Two pastors who traveled to meet with the Open doors team received phone calls from family members within 24 hours of leaving, alerting them that the police were looking for them.
Authorities wanted to know their whereabouts, Open Doors reported.
China’s constitution guarantees religious freedom, but since President Xi Jinping took office several years ago, the government has tightened restrictions on Christianity seen as a challenge to the authority of the ruling Communist Party.
“Anti-China forces in the West are trying to continue to influence China’s social stability and even subvert our country’s political power through Christianity, and it is doomed to fail,” a senior government official in China said earlier in March, speaking to parliament’s largely ceremonial advisory body.
China has been following a policy it calls the “Sinicisation” of religion, trying to root out “foreign influences” and enforce obedience to the Communist Party.
A pastor told Open Doors: “The situation is tense, but we know God is on the move in spite of the restrictions. We held a regional leaders’ meeting and agreed that when one of us is arrested, another will pick up the work. We also decided to respond to the police respectfully and in love even if they yell at us or use physical force [in attempts to] make us surrender the names of other believers.”
Bai Yahui*, a sister from Central China, shared how the police had shut down all the house churches in the region, warning pastors not to hold any more meetings.

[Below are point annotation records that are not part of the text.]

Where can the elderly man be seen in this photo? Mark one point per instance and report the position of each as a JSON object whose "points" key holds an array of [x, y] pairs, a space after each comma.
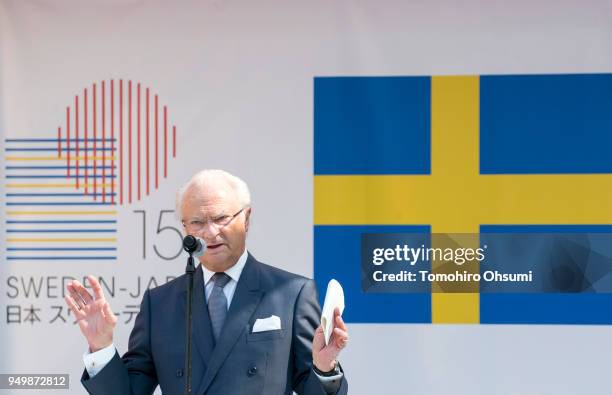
{"points": [[232, 291]]}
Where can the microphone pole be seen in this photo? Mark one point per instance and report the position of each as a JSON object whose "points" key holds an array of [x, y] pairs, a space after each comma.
{"points": [[191, 245]]}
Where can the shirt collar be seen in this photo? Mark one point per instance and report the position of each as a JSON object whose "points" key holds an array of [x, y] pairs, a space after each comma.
{"points": [[234, 272]]}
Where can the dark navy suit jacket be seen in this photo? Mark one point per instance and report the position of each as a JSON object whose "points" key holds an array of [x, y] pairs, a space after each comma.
{"points": [[242, 362]]}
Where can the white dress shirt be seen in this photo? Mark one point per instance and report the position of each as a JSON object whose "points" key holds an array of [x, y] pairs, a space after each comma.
{"points": [[96, 361]]}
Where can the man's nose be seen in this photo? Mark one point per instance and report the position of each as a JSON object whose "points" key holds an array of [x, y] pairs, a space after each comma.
{"points": [[208, 232]]}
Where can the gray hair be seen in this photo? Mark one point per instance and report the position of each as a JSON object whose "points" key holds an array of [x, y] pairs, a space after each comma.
{"points": [[203, 176]]}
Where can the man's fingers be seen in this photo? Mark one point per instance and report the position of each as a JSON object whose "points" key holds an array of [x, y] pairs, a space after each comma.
{"points": [[341, 337], [85, 295], [340, 322], [74, 307], [109, 316], [97, 288], [76, 298]]}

Area pastors were placed on “probation,” she said, and were told to come to the police station every time they received a police call telling them to report on their movements and activities. Police call frequently at random times, day or night.
Bai told Open Doors how she and other leaders are responding to the escalating persecution from the state:
“We are constantly on edge,” she said, “but our faith has grown and we are more determined than ever to see Christians in the area stand strong and not compromise their faith in Jesus. We have started many smaller meetings now, and more and more brothers and sisters are putting their hands up to act as mini house church leaders.
Another pastor, Titus*, has been reaching youth and discipling them for many years.
In 2017, the Chinese government again outlawed all Christian youth activities, this time with a new determination to stop teenagers from coming to faith. This new move has basically rendered existing youth work impossible.
“Initially, I was really frustrated by the government’s attempts to shut us down,” Titus says. “But recently, I have embraced this as a new season in which God will bring to us those who are truly hungry for Him and willing to follow Jesus at any cost.
“Many young people are too scared to attend our meetings, so we are trying new and creative ways to fellowship together. We play sports and practice musical instruments together, eat together and study in groups. We take every opportunity to pray for one another and share scriptures that make us strong and give us hope. The sense of love and solidarity is amazing.”